Today’s Q&A is with the wonderful Graham Marks, who I’m sure is revelling in all the Twitter/Goodreads comments about how terrified we all are right now, just a few days into the reading week!

1. Let’s start with something easy. What was you biggest fear growing up?

Without a screaming shadow of a doubt it was the ‘bloofer lady’ from Bram Stoker’s Dracula. I slept through a whole, very hot, summer with my bedroom windows sealed tight after reading that. She was NOT going to get in!

2. What inspired you to write Bad Bones?

I got the makings of the idea after going for a walk in a canyon off Ventura Blvd in Los Angeles – as described in the book, it’s a chunk of wilderness right in the middle of endless urban sprawl – and while there I wondered what this place must have looked like when the Spanish arrived, with their horses and armour, their swords and their gun…and their religion. And it all kind of unfolded from there.

3. What is the best thing about writing in the horror genre?

For me, with this book, it was that I’d never written a horror novel before – I’d done some (unpublished) shorts and really relished the challenge of weaving together a thriller with a horror story and creating a new set of rules for me to work with. Plus I got to kill way more people than I usually do in much more interesting ways.

4. What is (in your opinion) the scariest book available (not including your own!)?

Well, there is Dracula, or you can take your pick from ‘classic era’ Stephen King – I’d probably choose Carrie – and I’ve just read Jonathan Stroud’s The Hollow Boy, and that has some really chilling bits in it. Which of course I read at night, by the light of a single lamp, and wished I hadn’t.

5. What is your favourite urban legend?

Crop circles.

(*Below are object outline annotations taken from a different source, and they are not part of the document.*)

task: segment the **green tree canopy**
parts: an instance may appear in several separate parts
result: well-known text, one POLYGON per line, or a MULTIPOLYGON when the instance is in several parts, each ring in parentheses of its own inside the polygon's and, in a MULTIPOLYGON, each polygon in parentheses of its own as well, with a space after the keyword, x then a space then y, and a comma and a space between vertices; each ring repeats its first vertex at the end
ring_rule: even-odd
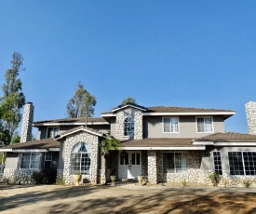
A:
MULTIPOLYGON (((8 132, 12 136, 21 121, 20 109, 25 104, 25 96, 22 92, 21 80, 18 76, 21 71, 25 70, 21 68, 22 61, 22 56, 14 52, 12 54, 11 68, 7 69, 5 74, 6 83, 2 86, 4 95, 0 98, 2 135, 4 132, 8 132)), ((7 144, 9 142, 10 140, 7 144)))
POLYGON ((134 98, 128 97, 125 100, 123 100, 121 105, 127 105, 127 104, 137 104, 134 98))
POLYGON ((79 82, 74 97, 67 104, 67 116, 69 118, 84 117, 87 113, 88 116, 92 116, 96 103, 95 97, 90 95, 79 82))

It used to be UFOs, but since the ubiquity of phone’s with cameras there have been no decent saucer scares, abductions or anything. Chris Carter was lucky he did X-Files before the time everyone had a camera phone, and it does make you wonder what the new mini-series is going to be like!

6. What is the creepiest/scariest line from your Red Eye book?

Hard to say, just lifting a line out and placing it here on its own…but this did get to me when I wrote it:

“Life is a circle,’ Rafael came round the car and took hold of Gabe’s should, pushing him to move towards the chapel. ‘It starts and ends at the same place, with the beat of a heart. Fools believe there is only One True Way, one power who can control the chaos of this never-ending spiral – but they are wrong! am back to finish what I started!’

Rafael is mad, but he truly believes, and, scarily, in the real world that kind of belief can make terrible things happen…


About the Author


(image from Goodreads)

Website


I’m reading this one for the first time this week – haven’t started just yet (I’m a little behind schedule!) – and I’m really looking forward to it.

Are you joining us for the #redeyereadalong? If so, what do you think of Bad Bones so far?